TARE is simply arithmetic subtraction of the previous display number from
all subsequent readings.
A computer chip does the arithmetic after the force-to-numeric conversion
is finished,
so it has little to do with any failures of the balance's accuracy.
If an operator did not use the TARE mode, and did a subtraction on paper
after writing down each reading, it would be the same thing.
So what you need to ask yourself is, is the balance linear from 0-500gm?
Is the slope the same over 300-350gm as it is over 0-50gm?
And, is it the same as long ago?
It is imaginable for a mechanical insult or nonlinear electrical
impairments to create nonlinearity in the balance's movement.
It would also create large zero-offsets or full-scale errors, but if
someone readjusted the balance to eliminate these,
then your calibration checks would pass but a non-linearity could remain.

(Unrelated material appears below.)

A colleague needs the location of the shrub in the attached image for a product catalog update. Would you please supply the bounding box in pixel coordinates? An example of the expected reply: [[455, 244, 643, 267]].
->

But this is less likely than simpler errors.
It would be good to have 1-3 extra calibration weights to use perhaps yearly.
If they read about the same as last year, you have proven to yourself and
most skeptical observers
that your scale is still quite linear and unchanged.
I might choose 50gm, 550gm, and 250gm. 250 to detect a simple slow
curvature between 0gm and 500gm,
50 to highlight glitches near 0 gm, and 550 to prove linearity in the
vicinity of 500gm and a little above.